You have every needed elements to create a right. Let's go and execute acl2right command.

You want to add readers the right to read and list articles. Let's associate readers group to cms.articles.list and cms.articles.read to the readers group:


$ php cmd.php acl2right add readers  "cms.articles.list"
$ php cmd.php acl2right add readers "cms.articles.read"

Check rights list with list subcommand:


$ php cmd.php acl2right list
----Rights list

group	subject		resource
---------------------------------------------------------------
- anonymous group

- group readers
	cms.articles.list
		-
	cms.articles.read
		-

"-" for a resource means "no resource". So the indicated right is a right that is not applied on any resource.

Now, you want to deal with writers and give them all rights on cms.articles.


$ php cmd.php acl2right add  writers "cms.articles.list"
$ php cmd.php acl2right add  writers "cms.articles.read"
$ php cmd.php acl2right add  writers "cms.articles.create"
$ php cmd.php acl2right add  writers "cms.articles.delete"
$ php cmd.php acl2right add  writers "cms.articles.update"
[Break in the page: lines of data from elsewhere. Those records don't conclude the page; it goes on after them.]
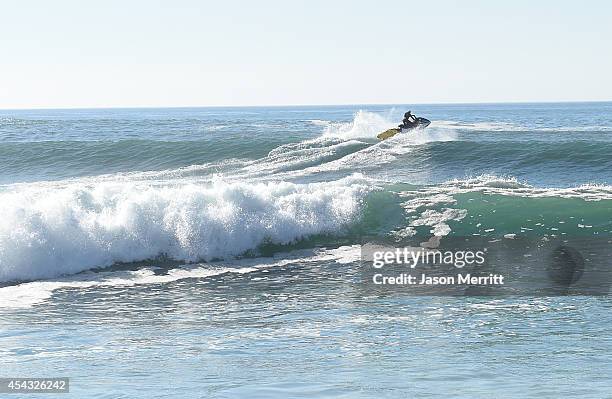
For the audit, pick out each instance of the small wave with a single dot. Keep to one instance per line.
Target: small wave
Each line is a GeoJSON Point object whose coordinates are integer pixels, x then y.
{"type": "Point", "coordinates": [25, 295]}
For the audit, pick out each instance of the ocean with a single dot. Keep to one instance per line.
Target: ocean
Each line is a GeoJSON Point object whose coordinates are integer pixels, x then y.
{"type": "Point", "coordinates": [216, 252]}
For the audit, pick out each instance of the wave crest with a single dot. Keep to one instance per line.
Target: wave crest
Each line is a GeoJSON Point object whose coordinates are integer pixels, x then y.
{"type": "Point", "coordinates": [46, 232]}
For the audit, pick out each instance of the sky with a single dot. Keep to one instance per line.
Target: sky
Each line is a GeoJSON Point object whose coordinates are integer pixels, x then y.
{"type": "Point", "coordinates": [64, 54]}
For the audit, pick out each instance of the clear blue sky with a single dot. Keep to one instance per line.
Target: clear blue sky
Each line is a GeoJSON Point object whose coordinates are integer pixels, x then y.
{"type": "Point", "coordinates": [196, 53]}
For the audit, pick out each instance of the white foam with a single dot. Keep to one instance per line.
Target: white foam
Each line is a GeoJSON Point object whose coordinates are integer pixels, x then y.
{"type": "Point", "coordinates": [47, 232]}
{"type": "Point", "coordinates": [33, 293]}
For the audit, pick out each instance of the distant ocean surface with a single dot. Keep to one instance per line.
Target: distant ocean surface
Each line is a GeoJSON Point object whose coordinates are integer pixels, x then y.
{"type": "Point", "coordinates": [214, 252]}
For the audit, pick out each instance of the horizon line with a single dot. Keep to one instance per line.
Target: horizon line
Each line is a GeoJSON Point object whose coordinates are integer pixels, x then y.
{"type": "Point", "coordinates": [67, 108]}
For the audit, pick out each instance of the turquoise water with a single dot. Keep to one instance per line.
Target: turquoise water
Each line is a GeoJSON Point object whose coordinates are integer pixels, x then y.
{"type": "Point", "coordinates": [213, 252]}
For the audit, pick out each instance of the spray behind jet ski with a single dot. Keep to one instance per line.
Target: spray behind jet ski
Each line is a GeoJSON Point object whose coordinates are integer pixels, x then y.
{"type": "Point", "coordinates": [410, 122]}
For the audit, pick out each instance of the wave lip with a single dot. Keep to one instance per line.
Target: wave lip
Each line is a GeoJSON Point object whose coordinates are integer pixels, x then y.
{"type": "Point", "coordinates": [47, 232]}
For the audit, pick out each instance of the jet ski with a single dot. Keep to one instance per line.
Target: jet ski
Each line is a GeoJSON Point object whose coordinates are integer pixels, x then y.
{"type": "Point", "coordinates": [420, 123]}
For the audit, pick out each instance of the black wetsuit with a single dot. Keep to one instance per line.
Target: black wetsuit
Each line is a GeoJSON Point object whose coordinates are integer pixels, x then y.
{"type": "Point", "coordinates": [406, 122]}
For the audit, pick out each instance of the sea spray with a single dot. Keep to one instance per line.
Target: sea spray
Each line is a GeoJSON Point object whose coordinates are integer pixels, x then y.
{"type": "Point", "coordinates": [49, 232]}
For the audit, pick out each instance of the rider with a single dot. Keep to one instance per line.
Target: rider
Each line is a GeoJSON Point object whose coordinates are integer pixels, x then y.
{"type": "Point", "coordinates": [409, 121]}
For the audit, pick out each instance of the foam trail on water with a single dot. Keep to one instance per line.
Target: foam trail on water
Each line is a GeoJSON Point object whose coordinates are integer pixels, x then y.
{"type": "Point", "coordinates": [33, 293]}
{"type": "Point", "coordinates": [47, 232]}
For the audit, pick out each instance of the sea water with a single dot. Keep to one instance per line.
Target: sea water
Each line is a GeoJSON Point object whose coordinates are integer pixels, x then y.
{"type": "Point", "coordinates": [214, 252]}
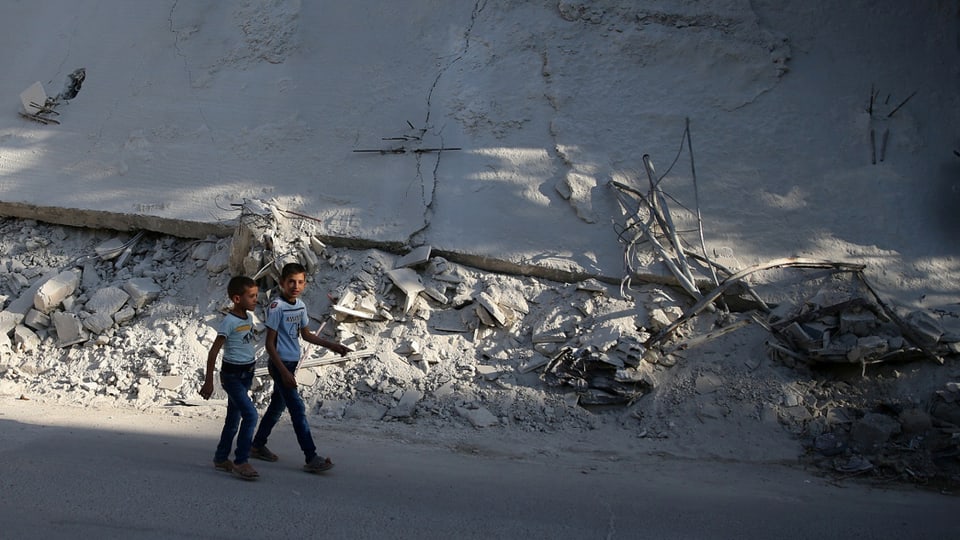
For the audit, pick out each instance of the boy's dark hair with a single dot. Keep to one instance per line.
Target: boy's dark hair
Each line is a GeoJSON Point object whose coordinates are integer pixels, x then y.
{"type": "Point", "coordinates": [290, 269]}
{"type": "Point", "coordinates": [239, 285]}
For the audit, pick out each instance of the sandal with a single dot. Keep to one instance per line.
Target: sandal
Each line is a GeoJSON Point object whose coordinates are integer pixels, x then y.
{"type": "Point", "coordinates": [264, 453]}
{"type": "Point", "coordinates": [318, 464]}
{"type": "Point", "coordinates": [246, 471]}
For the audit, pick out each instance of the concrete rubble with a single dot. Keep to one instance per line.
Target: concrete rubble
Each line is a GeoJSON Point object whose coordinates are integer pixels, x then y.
{"type": "Point", "coordinates": [434, 339]}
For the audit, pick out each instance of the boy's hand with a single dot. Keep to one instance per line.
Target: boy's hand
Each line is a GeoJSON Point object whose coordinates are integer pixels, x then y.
{"type": "Point", "coordinates": [288, 379]}
{"type": "Point", "coordinates": [338, 348]}
{"type": "Point", "coordinates": [207, 389]}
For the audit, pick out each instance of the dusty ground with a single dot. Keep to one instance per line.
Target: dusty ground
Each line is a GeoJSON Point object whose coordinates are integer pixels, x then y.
{"type": "Point", "coordinates": [445, 372]}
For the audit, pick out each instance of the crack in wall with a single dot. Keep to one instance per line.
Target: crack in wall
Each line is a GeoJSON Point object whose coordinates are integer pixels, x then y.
{"type": "Point", "coordinates": [429, 202]}
{"type": "Point", "coordinates": [186, 65]}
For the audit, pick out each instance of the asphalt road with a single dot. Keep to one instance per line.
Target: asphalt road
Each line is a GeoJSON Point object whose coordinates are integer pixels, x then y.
{"type": "Point", "coordinates": [111, 479]}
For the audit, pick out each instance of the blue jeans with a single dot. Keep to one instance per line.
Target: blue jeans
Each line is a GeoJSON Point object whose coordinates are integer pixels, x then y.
{"type": "Point", "coordinates": [290, 399]}
{"type": "Point", "coordinates": [239, 407]}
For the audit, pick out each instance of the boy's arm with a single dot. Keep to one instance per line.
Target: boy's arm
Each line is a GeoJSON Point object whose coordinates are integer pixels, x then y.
{"type": "Point", "coordinates": [288, 379]}
{"type": "Point", "coordinates": [309, 336]}
{"type": "Point", "coordinates": [207, 389]}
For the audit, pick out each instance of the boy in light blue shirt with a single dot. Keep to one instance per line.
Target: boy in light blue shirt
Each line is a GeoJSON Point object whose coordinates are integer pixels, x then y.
{"type": "Point", "coordinates": [235, 336]}
{"type": "Point", "coordinates": [286, 323]}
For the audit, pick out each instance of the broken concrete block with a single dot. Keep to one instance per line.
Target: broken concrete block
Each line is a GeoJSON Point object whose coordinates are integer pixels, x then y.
{"type": "Point", "coordinates": [54, 290]}
{"type": "Point", "coordinates": [364, 410]}
{"type": "Point", "coordinates": [927, 328]}
{"type": "Point", "coordinates": [873, 430]}
{"type": "Point", "coordinates": [309, 260]}
{"type": "Point", "coordinates": [535, 361]}
{"type": "Point", "coordinates": [24, 339]}
{"type": "Point", "coordinates": [349, 306]}
{"type": "Point", "coordinates": [69, 328]}
{"type": "Point", "coordinates": [478, 417]}
{"type": "Point", "coordinates": [20, 281]}
{"type": "Point", "coordinates": [858, 323]}
{"type": "Point", "coordinates": [170, 382]}
{"type": "Point", "coordinates": [98, 323]}
{"type": "Point", "coordinates": [107, 300]}
{"type": "Point", "coordinates": [8, 321]}
{"type": "Point", "coordinates": [868, 348]}
{"type": "Point", "coordinates": [407, 405]}
{"type": "Point", "coordinates": [407, 281]}
{"type": "Point", "coordinates": [488, 373]}
{"type": "Point", "coordinates": [124, 315]}
{"type": "Point", "coordinates": [408, 348]}
{"type": "Point", "coordinates": [218, 261]}
{"type": "Point", "coordinates": [36, 320]}
{"type": "Point", "coordinates": [141, 291]}
{"type": "Point", "coordinates": [416, 257]}
{"type": "Point", "coordinates": [203, 250]}
{"type": "Point", "coordinates": [436, 294]}
{"type": "Point", "coordinates": [490, 306]}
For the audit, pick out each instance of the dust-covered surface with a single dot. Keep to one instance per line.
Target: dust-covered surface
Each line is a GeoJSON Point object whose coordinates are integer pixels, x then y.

Again, let's list all rights:


$ php cmd.php acl2right list
----Rights list

group   subject value           resource
---------------------------------------------------------------
- group readers
	cms.articles.list
		-
	cms.articles.read
		-
- group writers
	cms.articles.create
		-
	cms.articles.delete
		-
	cms.articles.list
		-
	cms.articles.read
		-
	cms.articles.update

However in your CMS you have an "advices" article which you want your readers to edit. you should add the right to update this specific article to readers group. Let's create a right on the resource "advices" with @@c@add@ subcommand:


$ php cmd.php acl2right add  readers "cms.articles.update" "advices"

checking of rights list:


$ php cmd.php acl2right list
----Rights list

group   subject value           resource
---------------------------------------------------------------
- group readers
	cms.articles.list
		-
	cms.articles.read
		-
	cms.articles.update 
		-
		advices


- group writers
	cms.articles.create
		-
	cms.articles.delete
		-
	cms.articles.list
		-
	cms.articles.read
		-
	cms.articles.update
		-

You can also remove a right, by passing a user group and a subject similarly to create (and optionally a resource if one is involved).

Say you change your mind over "advices" article, because there is too much crap ;-) :


$ php cmd.php acl2right remove  readers "cms.articles.update" "advices"

Once all rights are injected, your application is able to work following your rights rules.